Quantum Fisher-information limits of resonant nanophotonic sensors: why high-Q is not optimal even at the quantum limit

TL;DR

This paper develops a quantum metrological framework for nanophotonic sensors, revealing that optimal sensing precision depends on phase shift generators rather than cavity Q-factor, challenging the assumption that high-Q is always best.

Contribution

It introduces a quantum Fisher information analysis for resonant nanophotonic sensors, showing that optimal sensitivity is governed by phase shift generators, not cavity quality factor.

Findings

Optimal estimation precision depends on phase shift generators.

Maximum-Q resonance does not always yield best sensitivity.

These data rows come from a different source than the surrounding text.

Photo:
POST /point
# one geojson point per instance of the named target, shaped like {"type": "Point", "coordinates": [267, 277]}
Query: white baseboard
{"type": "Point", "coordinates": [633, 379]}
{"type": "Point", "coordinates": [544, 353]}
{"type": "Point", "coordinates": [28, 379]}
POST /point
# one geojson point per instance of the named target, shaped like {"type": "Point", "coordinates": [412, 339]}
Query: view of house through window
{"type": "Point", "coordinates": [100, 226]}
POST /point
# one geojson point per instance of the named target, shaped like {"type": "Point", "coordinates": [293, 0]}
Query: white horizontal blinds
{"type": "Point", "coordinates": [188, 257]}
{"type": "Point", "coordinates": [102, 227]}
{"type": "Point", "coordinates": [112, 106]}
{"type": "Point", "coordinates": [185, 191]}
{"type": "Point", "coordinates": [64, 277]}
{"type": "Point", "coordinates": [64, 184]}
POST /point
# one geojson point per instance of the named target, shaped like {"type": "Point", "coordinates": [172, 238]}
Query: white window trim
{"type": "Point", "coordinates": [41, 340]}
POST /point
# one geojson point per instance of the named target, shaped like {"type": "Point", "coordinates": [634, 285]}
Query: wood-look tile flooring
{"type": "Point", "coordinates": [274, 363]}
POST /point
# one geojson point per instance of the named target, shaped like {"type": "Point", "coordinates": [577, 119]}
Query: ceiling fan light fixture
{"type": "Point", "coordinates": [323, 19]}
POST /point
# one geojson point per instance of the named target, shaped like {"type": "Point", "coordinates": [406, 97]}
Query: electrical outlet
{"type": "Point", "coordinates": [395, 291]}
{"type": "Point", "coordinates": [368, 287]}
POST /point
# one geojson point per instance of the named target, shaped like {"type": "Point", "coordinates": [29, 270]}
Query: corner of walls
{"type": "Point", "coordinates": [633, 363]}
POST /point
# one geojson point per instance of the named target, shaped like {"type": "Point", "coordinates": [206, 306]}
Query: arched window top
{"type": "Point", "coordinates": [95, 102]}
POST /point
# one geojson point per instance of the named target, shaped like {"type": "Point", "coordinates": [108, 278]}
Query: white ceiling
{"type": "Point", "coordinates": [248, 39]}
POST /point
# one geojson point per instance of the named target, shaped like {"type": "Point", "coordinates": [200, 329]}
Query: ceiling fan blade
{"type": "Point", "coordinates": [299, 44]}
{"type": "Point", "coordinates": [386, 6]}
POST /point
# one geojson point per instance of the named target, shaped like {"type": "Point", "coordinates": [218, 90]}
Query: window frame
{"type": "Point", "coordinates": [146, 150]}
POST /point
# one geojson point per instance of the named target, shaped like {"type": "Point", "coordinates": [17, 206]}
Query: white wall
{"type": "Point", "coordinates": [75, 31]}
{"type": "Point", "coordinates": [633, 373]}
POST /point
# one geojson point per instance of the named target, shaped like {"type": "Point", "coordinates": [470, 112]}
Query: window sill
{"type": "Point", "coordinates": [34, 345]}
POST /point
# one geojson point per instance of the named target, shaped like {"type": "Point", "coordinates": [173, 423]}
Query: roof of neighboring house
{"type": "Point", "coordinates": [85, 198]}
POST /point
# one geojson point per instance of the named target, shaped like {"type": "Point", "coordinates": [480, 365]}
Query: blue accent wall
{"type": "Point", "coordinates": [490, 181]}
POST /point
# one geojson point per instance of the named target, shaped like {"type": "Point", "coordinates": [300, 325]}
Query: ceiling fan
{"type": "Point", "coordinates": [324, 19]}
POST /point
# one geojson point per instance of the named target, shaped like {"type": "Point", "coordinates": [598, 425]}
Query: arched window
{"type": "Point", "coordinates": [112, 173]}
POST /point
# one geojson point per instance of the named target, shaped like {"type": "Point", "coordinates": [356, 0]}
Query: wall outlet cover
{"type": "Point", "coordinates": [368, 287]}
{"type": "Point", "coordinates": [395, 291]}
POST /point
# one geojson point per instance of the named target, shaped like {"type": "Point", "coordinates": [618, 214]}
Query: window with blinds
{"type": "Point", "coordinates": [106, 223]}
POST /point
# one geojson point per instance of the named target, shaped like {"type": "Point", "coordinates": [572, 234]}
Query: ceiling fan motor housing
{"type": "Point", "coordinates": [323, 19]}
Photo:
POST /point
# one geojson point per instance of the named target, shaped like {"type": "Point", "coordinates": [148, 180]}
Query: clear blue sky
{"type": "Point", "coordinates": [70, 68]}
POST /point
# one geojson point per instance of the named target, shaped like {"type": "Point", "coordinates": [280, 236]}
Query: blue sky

Quantum resources improve sensitivity without changing optimal geometry.

Abstract

We develop a quantum metrological framework for resonant nanophotonic sensors based on subwavelength Fabry--Perot slit cavities. Building on classical Fisher-information analyses of resonant transmission sensors, we model parameter encoding as a phase-and-loss quantum channel embedded in one arm of a Mach-Zehnder interferometer. We derive the quantum Fisher information (QFI) for coherent and Gaussian probe states under linear loss and show that, even at the quantum limit, optimal estimation precision is governed by the generator of parameter-dependent phase shifts rather than by the cavity quality factor. Consequently, the operating point that maximizes the QFI does not generally coincide with the maximum-Q resonance. Quantum resources enhance sensitivity but do not redefine the optimal geometry. Our results provide physically transparent design principles for quantum-enhanced nanophotonic sensing.